The country needs jobs. If the only kind Congress will approve are through military spending, then we should continue and even expand the military program

It does not matter that the new employees are not producing anything useful. Their paychecks will go right back into the economy to increase consumer demand and stimulate the economy, just like any other job.

Increase the size of the army and reduce the unemployment rate immediately. The Republicans might be dumb enough to buy this plan.
 
 
+2 # Guest 2010-08-16 13:48
Arnold, your reasoning is SICK, people with your view are the reason we have constant war.

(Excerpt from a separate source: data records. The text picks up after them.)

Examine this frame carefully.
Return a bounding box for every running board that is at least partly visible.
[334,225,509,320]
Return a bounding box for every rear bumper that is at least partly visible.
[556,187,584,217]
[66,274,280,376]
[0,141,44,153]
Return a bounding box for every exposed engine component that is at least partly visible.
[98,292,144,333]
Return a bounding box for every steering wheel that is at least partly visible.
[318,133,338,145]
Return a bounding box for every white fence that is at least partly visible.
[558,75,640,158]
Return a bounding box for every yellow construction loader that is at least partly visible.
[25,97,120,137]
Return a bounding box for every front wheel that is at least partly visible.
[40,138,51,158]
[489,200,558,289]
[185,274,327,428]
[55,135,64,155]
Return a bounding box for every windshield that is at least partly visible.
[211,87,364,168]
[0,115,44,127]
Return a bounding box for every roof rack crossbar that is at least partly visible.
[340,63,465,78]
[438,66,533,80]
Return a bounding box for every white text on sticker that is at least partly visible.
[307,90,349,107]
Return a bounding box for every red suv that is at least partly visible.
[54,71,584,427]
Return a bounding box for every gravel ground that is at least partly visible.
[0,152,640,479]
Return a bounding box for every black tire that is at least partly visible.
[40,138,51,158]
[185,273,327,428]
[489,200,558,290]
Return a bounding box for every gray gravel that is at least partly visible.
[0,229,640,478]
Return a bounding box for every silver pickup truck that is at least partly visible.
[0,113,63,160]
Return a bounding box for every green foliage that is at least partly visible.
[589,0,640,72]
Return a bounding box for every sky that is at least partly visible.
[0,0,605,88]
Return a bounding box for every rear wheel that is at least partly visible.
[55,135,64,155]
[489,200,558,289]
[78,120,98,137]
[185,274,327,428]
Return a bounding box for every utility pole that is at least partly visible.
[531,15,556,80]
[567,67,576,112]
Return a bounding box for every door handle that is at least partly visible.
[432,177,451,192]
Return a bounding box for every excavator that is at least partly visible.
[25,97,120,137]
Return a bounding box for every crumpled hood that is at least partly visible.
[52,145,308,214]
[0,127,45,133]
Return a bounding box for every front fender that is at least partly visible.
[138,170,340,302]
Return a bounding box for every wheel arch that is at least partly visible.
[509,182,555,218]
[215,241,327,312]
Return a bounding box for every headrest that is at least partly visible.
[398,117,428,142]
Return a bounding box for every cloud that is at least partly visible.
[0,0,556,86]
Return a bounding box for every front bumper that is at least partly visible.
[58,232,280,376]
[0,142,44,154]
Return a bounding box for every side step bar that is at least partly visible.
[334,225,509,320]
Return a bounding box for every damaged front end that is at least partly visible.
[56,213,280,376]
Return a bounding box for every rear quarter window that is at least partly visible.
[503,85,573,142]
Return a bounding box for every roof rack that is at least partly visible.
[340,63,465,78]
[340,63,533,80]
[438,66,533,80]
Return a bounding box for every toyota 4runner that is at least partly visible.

Maybe we can also do away with prisons? Many young criminals get a choice: go to jail or go into the military. A lot of these young punks are helping to bring down the moral of the military. They commit crimes in the countries where they are fighting, and make the people there hate us more.
 
 
+4 # Guest 2010-08-14 15:36
War is Americas biggest Business and no matter how many innocent people get killed, they LOVE it!
 
 
+2 # Guest 2010-08-14 15:52
Calling it the Economic Defense Act is better framing.
 
 
0 # Guest 2010-08-14 17:47
It's the F-35 ... not F-25 OR the F-22
 
 
+2 # Guest 2010-08-14 20:57
If we have people building stuff we don't need (weapons, etc.), then let's pay them to NOT build weapons and just pay them--essentially to NOT build them! That step would take the flood of useless weapons out of the market and the workers would, at the same time, get paid. However, this would essentially be a form of welfare as are the funds for our corporations and banks and such, so it would be a step in leveling the playing field just a bit. But try it and stand back for the whining of the Republicans!
 
 
-4 # Guest 2010-08-15 06:38
I do not agree that, "Having a giant undercover military jobs program is an insane way to keep Americans employed."

At a time when the scourge of fascism is rising, what better way to prepare an American who by his or her very nature abhors this kind of thing?

I am not a military man. Never served. This wasn't a part of my wiring. Still, I value those who do so with dignity and honor. All the more these days, too, because (and you should get this, too, Mr. Reich, because you constantly are on the front lines where intellectuals are wont to rationalize arrangements entirely fascist in nature) the common American citizen NEEDS those among his or her own who stand ready to resist (if need be) were any overt move to institutionaliz e fascism attempted over coming years, as everything underpinning our way of life crumbles at the alter of a financial system built by men and woman who generally are at heart fascists.
 
 
0 # soularddave 2010-11-14 19:02
Lots of people are going to college during the economic downturn. they will need jobs related to their chosen fields. In their day, VISTA and Peace Corps provided many a graduate (or not) with helpful study and practical experience. Reintroduce these, along with Americorps, and you've got 1,000s of people working toward a better future.

These 'hobs', thought they might pay less, would suit unemployed defense plant workers to better their communities. There is a pressing need, too, for manufacturing skill in areas of solar & wind power generation.

America MUST move forward; or its falling behind.